Just as finger touch screens lay the foundation for smartphone interaction, large model digital humans will take over future intelligent interactions. Beginning this year, the multimodal model of DAMO Academy began to be applied to AliGenie voice search and Encyclopedia scenarios. At present, all teams involved are promoting its application to systems and user perception of AliGenie interaction.
Lu Yong, the head of AliGenie product planning, said that devices connected to the AliGenie system have covered more than 40 million households, including 460 million connected products of more than 1,600 brands, which enables digital humans to interact with users in sustainable, large-scale and combined scenarios.
AliGenie previously announced that smart speaker products see interaction more than 8 billion times a month, and 70% of them are active services. Many manufacturers in the field of consumer hardware are also expecting to offer intelligent experiences beyond a single connection and a single device dialogue.
At the Apsara Conference 2022 held on November 3, Li Xiaolong, a researcher at Alibaba, revealed that the DAMO Academy has accumulated 100 patents and conference papers in various fields throughout the last two years, including a multimodal large model, voice, natural language, and 3D build driver. By verifying these achievements in many interactive scenarios, a digital human engine based on multimodal large models has taken shape.

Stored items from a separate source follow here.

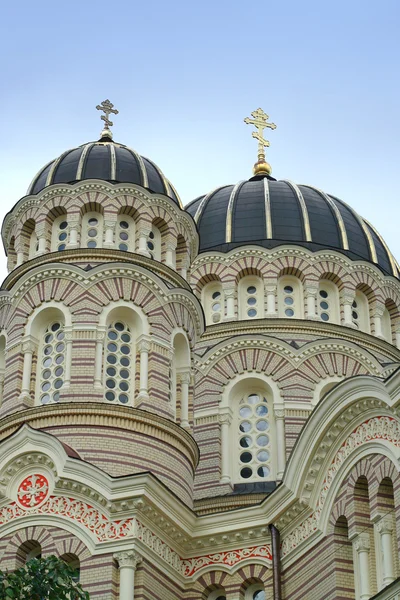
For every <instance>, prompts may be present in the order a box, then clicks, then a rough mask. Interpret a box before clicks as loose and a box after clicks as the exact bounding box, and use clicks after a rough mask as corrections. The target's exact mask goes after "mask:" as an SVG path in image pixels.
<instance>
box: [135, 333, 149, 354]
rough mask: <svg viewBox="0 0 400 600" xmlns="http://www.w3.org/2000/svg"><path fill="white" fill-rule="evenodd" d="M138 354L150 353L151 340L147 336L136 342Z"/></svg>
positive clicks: (147, 336) (138, 338) (145, 335)
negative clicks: (137, 349) (138, 352)
mask: <svg viewBox="0 0 400 600" xmlns="http://www.w3.org/2000/svg"><path fill="white" fill-rule="evenodd" d="M137 348H138V350H139V352H150V348H151V340H150V338H149V337H148V336H147V335H141V336H140V337H139V338H138V340H137Z"/></svg>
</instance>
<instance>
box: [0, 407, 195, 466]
mask: <svg viewBox="0 0 400 600" xmlns="http://www.w3.org/2000/svg"><path fill="white" fill-rule="evenodd" d="M23 424H27V425H30V426H31V427H32V428H34V429H43V428H46V427H57V426H61V425H69V426H73V425H88V426H93V427H96V426H97V427H110V428H116V429H124V430H126V431H135V432H140V431H142V432H143V431H146V433H147V434H148V435H152V436H154V437H156V438H157V437H158V438H159V439H162V440H165V441H167V442H168V443H170V444H171V445H173V446H174V447H175V448H177V449H178V450H179V451H180V452H182V453H183V454H185V456H188V457H189V458H190V461H191V463H192V465H193V468H194V469H195V468H196V466H197V464H198V461H199V449H198V446H197V444H196V442H195V441H194V439H193V438H192V436H191V435H190V434H189V433H187V431H186V430H185V429H182V428H181V427H179V425H176V424H175V423H173V422H172V421H169V420H168V419H164V418H163V417H160V416H158V415H155V414H153V413H150V412H147V411H144V410H140V409H138V408H130V407H129V408H128V407H123V406H113V407H109V406H108V405H106V404H105V403H102V402H85V403H83V402H72V403H66V402H65V403H63V402H61V403H60V404H53V405H48V406H37V407H34V408H29V409H27V410H23V411H19V412H17V413H14V414H12V415H8V416H7V417H4V418H3V419H1V421H0V439H4V438H6V437H8V436H9V435H11V434H12V433H14V432H15V431H16V430H17V429H18V428H19V427H20V426H21V425H23Z"/></svg>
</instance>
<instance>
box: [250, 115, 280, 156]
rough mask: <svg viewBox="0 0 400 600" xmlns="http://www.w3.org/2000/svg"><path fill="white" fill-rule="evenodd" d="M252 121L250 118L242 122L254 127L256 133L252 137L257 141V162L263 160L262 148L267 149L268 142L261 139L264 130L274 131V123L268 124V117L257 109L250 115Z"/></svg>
mask: <svg viewBox="0 0 400 600" xmlns="http://www.w3.org/2000/svg"><path fill="white" fill-rule="evenodd" d="M251 116H252V117H253V119H250V117H246V118H245V120H244V122H245V123H247V125H254V127H256V129H257V131H253V133H252V136H253V137H254V138H255V139H256V140H258V162H261V161H264V160H265V152H264V148H268V147H269V141H268V140H266V139H265V138H264V137H263V132H264V129H266V128H267V127H268V128H269V129H276V125H275V123H268V119H269V116H268V115H266V114H265V112H264V111H263V109H262V108H257V110H255V111H254V112H252V113H251Z"/></svg>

During the 2022 Winter Olympics, Alibaba launched a digital human named Dongdong. In an interview in March this year, Li Xiaolong said that Dongdong is a realistic digital person driven by AI in real time. It can communicate with people and answer questions in real time without recording or preparing in advance, and it can even engage in talk shows, giving users an immersive experience.

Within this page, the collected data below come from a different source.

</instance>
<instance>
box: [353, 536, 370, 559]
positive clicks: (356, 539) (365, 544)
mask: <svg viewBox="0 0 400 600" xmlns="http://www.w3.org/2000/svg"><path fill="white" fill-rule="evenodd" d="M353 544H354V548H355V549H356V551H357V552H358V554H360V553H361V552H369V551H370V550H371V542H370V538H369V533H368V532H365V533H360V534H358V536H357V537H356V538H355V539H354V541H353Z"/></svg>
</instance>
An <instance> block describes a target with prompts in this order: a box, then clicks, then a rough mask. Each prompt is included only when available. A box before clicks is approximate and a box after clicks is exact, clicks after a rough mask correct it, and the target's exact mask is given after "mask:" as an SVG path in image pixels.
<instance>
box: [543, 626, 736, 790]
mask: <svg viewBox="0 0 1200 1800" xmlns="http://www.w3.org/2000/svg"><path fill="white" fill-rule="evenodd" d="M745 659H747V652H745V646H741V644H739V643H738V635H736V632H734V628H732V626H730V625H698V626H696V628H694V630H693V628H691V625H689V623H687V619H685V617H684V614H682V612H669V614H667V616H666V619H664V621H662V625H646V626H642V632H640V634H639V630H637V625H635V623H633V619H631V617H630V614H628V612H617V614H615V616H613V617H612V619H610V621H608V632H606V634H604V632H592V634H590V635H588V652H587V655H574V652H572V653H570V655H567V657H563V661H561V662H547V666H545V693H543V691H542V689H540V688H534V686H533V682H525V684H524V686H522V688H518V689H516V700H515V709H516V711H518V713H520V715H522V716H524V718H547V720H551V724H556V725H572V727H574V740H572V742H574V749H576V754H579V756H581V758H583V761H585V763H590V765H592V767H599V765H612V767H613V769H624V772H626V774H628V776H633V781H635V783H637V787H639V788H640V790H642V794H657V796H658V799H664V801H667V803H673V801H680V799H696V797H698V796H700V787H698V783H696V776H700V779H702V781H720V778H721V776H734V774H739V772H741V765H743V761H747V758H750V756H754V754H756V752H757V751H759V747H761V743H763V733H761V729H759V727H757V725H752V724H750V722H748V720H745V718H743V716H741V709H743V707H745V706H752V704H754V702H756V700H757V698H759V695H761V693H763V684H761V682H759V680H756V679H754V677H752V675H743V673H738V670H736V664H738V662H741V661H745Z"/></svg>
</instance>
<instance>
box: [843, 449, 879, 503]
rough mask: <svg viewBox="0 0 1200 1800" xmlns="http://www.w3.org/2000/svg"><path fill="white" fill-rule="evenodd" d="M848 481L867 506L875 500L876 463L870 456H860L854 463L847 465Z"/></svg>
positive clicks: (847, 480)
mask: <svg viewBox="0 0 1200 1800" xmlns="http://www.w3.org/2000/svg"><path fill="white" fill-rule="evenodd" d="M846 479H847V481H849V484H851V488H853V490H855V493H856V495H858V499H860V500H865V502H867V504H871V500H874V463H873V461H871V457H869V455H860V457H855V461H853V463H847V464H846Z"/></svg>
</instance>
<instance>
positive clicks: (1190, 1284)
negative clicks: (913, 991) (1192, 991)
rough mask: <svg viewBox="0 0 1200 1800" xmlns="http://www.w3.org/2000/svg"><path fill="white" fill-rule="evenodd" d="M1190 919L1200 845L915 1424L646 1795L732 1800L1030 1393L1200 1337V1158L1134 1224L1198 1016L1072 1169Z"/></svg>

Li said that Alibaba‘s attempt in the digital human business was derived from its previous accumulation in the intelligent customer services business, and that it is still in the profit exploration period. Regarding this process, Li stated he was in no hurry, also revealing that “exploration and testing is necessary. It took about five years for intelligent customer service to embark on the stage of large-scale commercialization.”

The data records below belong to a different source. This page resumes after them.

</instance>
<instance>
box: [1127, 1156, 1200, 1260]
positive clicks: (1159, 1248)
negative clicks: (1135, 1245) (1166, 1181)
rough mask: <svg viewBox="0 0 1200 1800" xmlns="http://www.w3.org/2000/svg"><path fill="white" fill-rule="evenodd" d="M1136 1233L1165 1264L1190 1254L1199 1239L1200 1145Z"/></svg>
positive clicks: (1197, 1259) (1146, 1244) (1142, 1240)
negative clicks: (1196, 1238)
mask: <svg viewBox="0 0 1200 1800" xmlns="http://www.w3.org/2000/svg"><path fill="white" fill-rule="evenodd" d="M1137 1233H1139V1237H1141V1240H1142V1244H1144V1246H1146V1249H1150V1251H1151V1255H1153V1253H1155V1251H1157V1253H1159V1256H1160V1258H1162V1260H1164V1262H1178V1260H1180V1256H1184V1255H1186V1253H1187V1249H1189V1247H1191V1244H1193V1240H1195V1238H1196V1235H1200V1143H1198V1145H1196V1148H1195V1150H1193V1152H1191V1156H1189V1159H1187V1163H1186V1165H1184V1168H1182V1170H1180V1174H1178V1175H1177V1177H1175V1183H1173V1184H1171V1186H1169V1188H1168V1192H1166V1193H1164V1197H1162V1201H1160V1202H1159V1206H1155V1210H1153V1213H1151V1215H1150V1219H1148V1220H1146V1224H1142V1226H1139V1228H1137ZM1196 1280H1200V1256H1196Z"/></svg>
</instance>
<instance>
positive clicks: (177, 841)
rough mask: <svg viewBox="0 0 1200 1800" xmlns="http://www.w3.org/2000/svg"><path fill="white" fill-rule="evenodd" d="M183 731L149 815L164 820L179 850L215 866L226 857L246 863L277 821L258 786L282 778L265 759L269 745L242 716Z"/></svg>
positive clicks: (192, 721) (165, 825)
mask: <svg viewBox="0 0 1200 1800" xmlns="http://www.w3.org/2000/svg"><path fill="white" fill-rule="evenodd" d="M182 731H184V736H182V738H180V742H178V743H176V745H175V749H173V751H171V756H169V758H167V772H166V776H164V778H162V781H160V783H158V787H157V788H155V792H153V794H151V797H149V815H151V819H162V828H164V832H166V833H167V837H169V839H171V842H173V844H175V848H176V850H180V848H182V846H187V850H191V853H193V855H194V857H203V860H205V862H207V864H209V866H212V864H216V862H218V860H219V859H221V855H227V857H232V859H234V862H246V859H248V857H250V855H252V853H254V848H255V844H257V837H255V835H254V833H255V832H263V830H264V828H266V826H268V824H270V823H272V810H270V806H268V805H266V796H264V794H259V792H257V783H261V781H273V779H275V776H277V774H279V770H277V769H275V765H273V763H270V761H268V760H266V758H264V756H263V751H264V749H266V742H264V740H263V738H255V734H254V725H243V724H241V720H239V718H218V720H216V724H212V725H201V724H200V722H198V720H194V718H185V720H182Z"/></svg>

As far as e-commerce-related scenarios are concerned, Li predicted in the March interview that digital humans can reach an annual market of 70 billion to 100 billion yuan ($9.6 billion – $13.8 billion) within five years. As for the overall market scale of digital humans, the “Deep Industry Report of Virtual Digital People in 2021” predicts that its overall market size in China will reach 270 billion yuan by 2030, with broad application space.